Siempre he estado persuadido de que las operadoras hacen negocio de las piedras. En los tiempos en que las cabinas telefónicas (que José Luis López Vázquez inmortalizó en aquel memorable corto de Antonio Mercero) adornaban cada calle de la ciudad, cuando llamabas con una moneda grande siempre se quedaban con el sobrante y no te devolvía la calderilla correspondiente. Sumando todos esos picos, Telefónica era capaz de atesorar cantidades sorprendentes. Cuando aquello ya forma parte del pasado, Consumidores en Acción (FACUA) ha presentado una denuncia contra los servicios de telefonía móvil de Movistar, Vodafone y Orange por apropiarse del saldo de los usuarios con tarjeta prepago si no realizan recargas en siete, 10 y 13 meses, respectivamente. La organización acusa a las operadoras de “prácticas abusivas” y exige que devuelvan dichas cantidades a los usuarios. Y es que la mera recepción de llamadas supone una fuente de ingresos. De nuevo el usuario se siente pequeño ante el gigante, y resulta necesario que se tomen medidas legales que satisfagan a todos. Pero es nuestro sino, vernos impotentes ante las grandes corporaciones.

Dos estilos de juego

Si hay un lanzamiento que marcará 2009 este sin duda es el de Windows 7, presentado  por Microsoft al entorno corporativo a bombo y platillo durante la edición de un Simo remozado allá por septiembre.
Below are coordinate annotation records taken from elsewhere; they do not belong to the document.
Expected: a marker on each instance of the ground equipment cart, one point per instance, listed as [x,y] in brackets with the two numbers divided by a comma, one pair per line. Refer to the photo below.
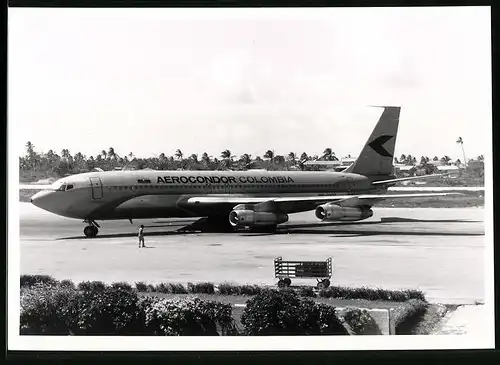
[285,270]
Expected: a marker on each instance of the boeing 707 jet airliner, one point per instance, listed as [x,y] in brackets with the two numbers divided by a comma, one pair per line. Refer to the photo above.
[256,199]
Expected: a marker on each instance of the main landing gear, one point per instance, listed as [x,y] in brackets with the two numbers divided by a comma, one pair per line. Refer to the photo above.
[92,229]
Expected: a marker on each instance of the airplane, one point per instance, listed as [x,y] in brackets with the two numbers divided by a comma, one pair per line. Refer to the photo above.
[257,200]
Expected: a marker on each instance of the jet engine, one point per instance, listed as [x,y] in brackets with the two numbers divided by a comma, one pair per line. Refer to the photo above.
[249,217]
[333,212]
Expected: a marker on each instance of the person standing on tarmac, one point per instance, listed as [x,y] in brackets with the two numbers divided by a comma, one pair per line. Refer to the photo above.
[141,236]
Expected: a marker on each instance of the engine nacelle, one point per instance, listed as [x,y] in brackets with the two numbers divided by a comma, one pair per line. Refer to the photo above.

La filial española congregó para la ocasión a todo su ecosistema de partners e integradores a partir de los cuales tratará de edificar un mundo de aplicaciones y soluciones para generar un negocio millonario con el que reactivar el sector TIC. Mientras la empresa de Redmond utiliza el espectáculo para sus anuncios más relevantes, su rival Google prefiere agarrarse a una estrategia menos escénica pero más acorde con una filosofía viral, la naturaleza propia de Internet que caracteriza a los éxitos que se propagan por la red a través de un boca a boca virtual, donde los blogs funcionan como potentes repetidores y los usuarios se convierten en colectivos valedores de la tecnología. La pasada semana, al tiempo que cundían los rumores de la presentación de Google Chrome (el rival de Windows), la firma californiana tardó en confirmar la noticia y hubo que esperar hasta el jueves para conocer a la criatura, de la que se viene hablando desde el julio pasado. Son dos estilos distintos, en dos canchas diferentes de juego. La primera es el hábitat de Windows, el escritorio PC de las empresas y de muchos usuarios. La segunda es la cancha de Internet, donde el internauta se abraza a la tecnología que se le brinda con un seguidismo casi religioso. Pero Microsoft quiere hacer probar a Google (y Amazon) su misma medicina y ha anunciado que en enero ya estará disponible su servicio en la nube Azure. Según la firma de Redmond el primer mes será gratuito, para ir abriendo boca. Por su parte, la primera versión de Google Chrome va dirigida a los netbooks y quiere tocar de lleno la línea de flotación de Windows 7. Es la guerra y vale cualquier cancha.